JE Is your next book going to take place in an hour?

RM (laughter) … an hour?

JE … and then a minute, and then a second?

RM It’s going to have a similar kind of compression to it.

JE Has there been a book that takes place in a minute?

RM The Mezzanine by Nicholson Baker takes place in 20 minutes. He enters the building, goes up to the mezzanine and gets to the top of the staircase. That’s very compressed. (And then there’s Borges’ short story … )

JE And The Ice Storm is a decade in a day.

RM Well, psychic time, time as it’s experienced by humans on a daily basis, doesn’t run as it does in the universe. It has fits and starts. It has elongations and compressions. That’s how I experience it at any rate. Certain moments come back again and again. Time gets hung up like a record skipping.

JE Only after an exhaustive, essentially third person account of the ’70s does your character, Paul, reveal his identity, reminding us there is a narrator. It’s as if history only exists in his head.

RM Right, or to put it another way, macroeconomic or political or global history are just personal history.
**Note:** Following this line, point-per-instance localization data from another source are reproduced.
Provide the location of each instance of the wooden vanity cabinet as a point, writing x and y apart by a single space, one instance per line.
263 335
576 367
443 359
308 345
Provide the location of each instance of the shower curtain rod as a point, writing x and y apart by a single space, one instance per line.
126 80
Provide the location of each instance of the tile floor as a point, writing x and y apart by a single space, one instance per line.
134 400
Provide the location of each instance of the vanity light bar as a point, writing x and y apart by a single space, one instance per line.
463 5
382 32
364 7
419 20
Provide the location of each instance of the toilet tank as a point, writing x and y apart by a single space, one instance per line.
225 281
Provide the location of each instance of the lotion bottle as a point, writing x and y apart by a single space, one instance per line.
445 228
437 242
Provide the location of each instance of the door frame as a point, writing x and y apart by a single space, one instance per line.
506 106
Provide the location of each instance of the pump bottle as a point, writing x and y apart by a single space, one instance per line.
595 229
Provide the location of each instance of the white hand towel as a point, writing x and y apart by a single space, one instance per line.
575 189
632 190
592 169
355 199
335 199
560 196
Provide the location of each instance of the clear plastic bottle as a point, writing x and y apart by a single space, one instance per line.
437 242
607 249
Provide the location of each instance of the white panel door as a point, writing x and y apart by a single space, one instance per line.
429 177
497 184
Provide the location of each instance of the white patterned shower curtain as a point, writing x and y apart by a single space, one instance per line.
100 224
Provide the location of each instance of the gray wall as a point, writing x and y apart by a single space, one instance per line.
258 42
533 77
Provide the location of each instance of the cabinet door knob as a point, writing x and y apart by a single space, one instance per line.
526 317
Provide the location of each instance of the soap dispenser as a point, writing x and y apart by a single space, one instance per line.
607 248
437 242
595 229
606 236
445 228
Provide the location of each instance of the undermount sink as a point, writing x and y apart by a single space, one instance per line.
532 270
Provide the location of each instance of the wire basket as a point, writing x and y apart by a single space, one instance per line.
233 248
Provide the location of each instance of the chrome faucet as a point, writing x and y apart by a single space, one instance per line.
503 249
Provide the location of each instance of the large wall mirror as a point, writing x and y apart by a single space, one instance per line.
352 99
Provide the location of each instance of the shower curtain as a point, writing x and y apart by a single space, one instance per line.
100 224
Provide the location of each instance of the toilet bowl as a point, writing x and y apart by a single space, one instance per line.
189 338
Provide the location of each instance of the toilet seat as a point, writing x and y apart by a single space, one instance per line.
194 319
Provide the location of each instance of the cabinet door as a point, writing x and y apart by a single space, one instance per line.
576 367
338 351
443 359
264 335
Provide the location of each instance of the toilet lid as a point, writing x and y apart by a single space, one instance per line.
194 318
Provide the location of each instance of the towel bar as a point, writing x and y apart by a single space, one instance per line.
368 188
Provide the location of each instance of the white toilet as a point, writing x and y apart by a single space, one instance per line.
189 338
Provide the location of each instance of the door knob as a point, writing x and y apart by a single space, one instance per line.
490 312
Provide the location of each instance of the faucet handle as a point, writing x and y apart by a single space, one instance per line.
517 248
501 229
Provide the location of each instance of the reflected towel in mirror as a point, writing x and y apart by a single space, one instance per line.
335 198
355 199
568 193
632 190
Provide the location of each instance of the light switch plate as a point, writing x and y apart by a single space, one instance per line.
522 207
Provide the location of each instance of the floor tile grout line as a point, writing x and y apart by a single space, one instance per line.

That’s what it’s really about, phylogeny recapitulates ontology—or whichever it is that recapitulates the other one.

JE Is that why you chose to have it take place in the psyche of the 1970s? Do you think the concept of history ended or changed after the ’60s?

RM No, I don’t buy that end-of-history, millennial anxiety stuff. For our generation, Watergate as a political event was formative. I watched the Watergate hearings in seventh grade. I read All the President’s Men in the eighth. I was obsessed with Watergate as an ethical construct, this idea of abuse of power, surveillance, coercion … That was the first thing I learned about politics. The first president that I remember, Nixon, resigned office. So, for me, that event shaped the ethics of that decade and consequently, my political and social views about American politics now.

JE All I remember of that summer was that nothing else was on TV and all the adults kept saying, “This is history, history is being made, one day you’ll tell your children you saw it.” But I was too young to really grasp what was going on.

RM My grandfather was this ardent conservative who supported the McCarthy hearings. Your average way-out-lunatic-fringe conservative who was deeply depressed by Watergate and actually went into a coma and died right about the time Nixon resigned from office. My father’s very conservative, too. There is a signed photograph of him shaking hands with Nixon on the wall of my dad’s house. So this whole idea of what Nixon represented was really important to me.

JE What did your father say about the book?

RM Something along the lines of “poor little thing.”

JE That reminds me of the scene in The Ice Storm where after a night of wife and husband swapping, one of the fathers tells his son and his swap partner’s daughter all about his own adultery and then gives them a lecture about morality. Of course, he wouldn’t use that word—adultery.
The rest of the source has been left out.